Di media-media, terutama setelah Pilpres 9 Juli 2014 bangsa kita kerap digolongkan sebagai negara paling demokratis di dunia; tetapi faktanya hari ini masyarakat kita lebih mencinta demokrazy alias berdemo dengan jahat.
Sistem "one man on vote" pun ditafsir lewat perlakuan terhadap orang yang benar dan orang yang salah. Mereka harus dibela. Dan kebenaran yang paling tinggi adalah jumlah suara bagi salah satunya.
Artinya, kebenaran pun bisa dimiliki oleh orang yang salah, asal banyak pendukungnya hingga mengalahkan pendukung orang yang benar. Artinya, bisa aja Ahok dilengserkan dan Lulung ditahtakan sebagai gubernur DKI asal pendukung Lulung lebih banyak.
Persoalannya benar tak lagi benar, salah tak lagi salah. Yang benar bisa disalahkan dan yang benar bisa disalahkan. Ini bak seorang pengacara yang ngotot membenarkan kliennya yang telah jelas salah.
Uang dan hasrat untuk bertahta adalah alasan terdepannya. Tak heran bila seseorang yang punya uang, apalagi ia juga haus kekuasaan serta menyukai kekacauan dan perang adalah orang yang paling diperhitungkan di negeri ini. Mereka ini selalu punya kesempatan membuka lowongan baru bagi para pengangguran, atau mereka yang mudah terprovokasi. Pekerjaan yang dimaksud adalah menjadi seorang demonstran.
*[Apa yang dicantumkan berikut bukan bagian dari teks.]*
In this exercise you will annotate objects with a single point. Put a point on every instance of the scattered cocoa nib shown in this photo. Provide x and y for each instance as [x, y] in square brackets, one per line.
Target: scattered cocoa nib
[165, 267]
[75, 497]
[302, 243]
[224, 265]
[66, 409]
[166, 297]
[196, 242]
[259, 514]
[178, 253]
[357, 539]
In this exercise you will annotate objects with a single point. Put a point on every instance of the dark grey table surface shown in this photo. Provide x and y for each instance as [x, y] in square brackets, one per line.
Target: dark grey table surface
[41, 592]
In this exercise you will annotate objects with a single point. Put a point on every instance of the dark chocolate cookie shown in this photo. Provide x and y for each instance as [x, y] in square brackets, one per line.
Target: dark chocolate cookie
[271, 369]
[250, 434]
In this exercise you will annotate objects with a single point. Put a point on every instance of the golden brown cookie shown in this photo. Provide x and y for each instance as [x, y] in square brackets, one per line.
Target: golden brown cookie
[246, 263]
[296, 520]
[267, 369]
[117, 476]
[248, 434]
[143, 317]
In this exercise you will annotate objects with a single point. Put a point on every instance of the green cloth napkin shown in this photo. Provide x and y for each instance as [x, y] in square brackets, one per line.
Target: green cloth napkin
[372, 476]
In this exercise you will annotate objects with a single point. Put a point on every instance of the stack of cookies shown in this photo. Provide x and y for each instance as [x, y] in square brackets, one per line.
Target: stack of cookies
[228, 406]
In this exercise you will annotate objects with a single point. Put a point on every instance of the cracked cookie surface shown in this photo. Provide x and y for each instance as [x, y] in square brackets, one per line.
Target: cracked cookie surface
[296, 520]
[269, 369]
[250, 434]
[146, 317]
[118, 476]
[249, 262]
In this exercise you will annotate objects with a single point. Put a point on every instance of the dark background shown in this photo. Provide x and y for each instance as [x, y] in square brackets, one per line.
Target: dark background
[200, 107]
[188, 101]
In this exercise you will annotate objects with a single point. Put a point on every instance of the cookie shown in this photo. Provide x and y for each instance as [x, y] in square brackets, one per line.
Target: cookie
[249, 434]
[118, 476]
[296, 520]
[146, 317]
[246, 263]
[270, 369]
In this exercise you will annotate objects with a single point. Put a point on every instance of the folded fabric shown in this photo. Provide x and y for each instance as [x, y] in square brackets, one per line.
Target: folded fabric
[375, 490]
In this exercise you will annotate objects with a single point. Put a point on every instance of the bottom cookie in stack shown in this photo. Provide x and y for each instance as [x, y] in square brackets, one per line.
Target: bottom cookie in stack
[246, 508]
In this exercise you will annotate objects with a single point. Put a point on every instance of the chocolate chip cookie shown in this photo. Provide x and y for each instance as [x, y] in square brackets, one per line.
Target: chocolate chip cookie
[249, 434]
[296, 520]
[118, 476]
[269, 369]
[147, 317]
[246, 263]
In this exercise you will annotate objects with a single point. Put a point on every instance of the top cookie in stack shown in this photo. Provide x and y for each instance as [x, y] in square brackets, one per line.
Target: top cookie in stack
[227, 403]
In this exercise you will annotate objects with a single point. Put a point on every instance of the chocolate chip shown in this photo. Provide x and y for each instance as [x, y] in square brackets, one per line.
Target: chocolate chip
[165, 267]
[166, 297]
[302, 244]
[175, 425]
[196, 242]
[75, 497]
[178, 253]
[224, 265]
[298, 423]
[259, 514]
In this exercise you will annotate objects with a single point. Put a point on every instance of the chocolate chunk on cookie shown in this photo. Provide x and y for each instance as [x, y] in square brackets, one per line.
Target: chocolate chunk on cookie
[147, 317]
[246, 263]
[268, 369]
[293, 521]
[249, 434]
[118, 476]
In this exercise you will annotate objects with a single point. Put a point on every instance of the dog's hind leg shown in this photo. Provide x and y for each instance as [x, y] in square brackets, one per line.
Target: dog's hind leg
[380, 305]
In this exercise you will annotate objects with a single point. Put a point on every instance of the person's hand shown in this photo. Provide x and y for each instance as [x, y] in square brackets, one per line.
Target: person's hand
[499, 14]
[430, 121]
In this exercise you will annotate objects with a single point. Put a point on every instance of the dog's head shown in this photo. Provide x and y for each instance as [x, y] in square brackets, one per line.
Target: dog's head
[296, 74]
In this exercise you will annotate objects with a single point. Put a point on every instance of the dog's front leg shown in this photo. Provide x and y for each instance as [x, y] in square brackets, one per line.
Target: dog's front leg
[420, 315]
Kelompok ini juga seolah berhak mendirikan PT. Pengacau Nasional, tbk dengan divisi pengacau dan demonstran sebagai andalannya. Tak hanya itu, mereka juga akan bermurah hati membayar para pengamat yang kerap mereka sebutkan sebagai marketer atau sales produk mereka. Mereka inilah yang empunya doktrin sebagai saleskit provokasi mereka. Persaingan antar stasiun televisi adalah salah satu bentuk persaingin bisnis politik ini.
"Siapa yang diundang" dan "apa yang harus disampaikan" oleh para undangan talkshow seakan sudah ditentukan oleh si empunya televisi. Isi berita, siaran live atau delay hampir pasti didominasi oleh si empunya tivi. Semuanya berebut pengaruh lewat pembenaran diri.
Hasilnya jelas, kebenaran telah menjadi "kebenaran" (dalam tanda kutip). Kebenaran menjadi kebenaranku atau kebenaran kami dan bukan kebenaran kalian atau kebenaran mereka.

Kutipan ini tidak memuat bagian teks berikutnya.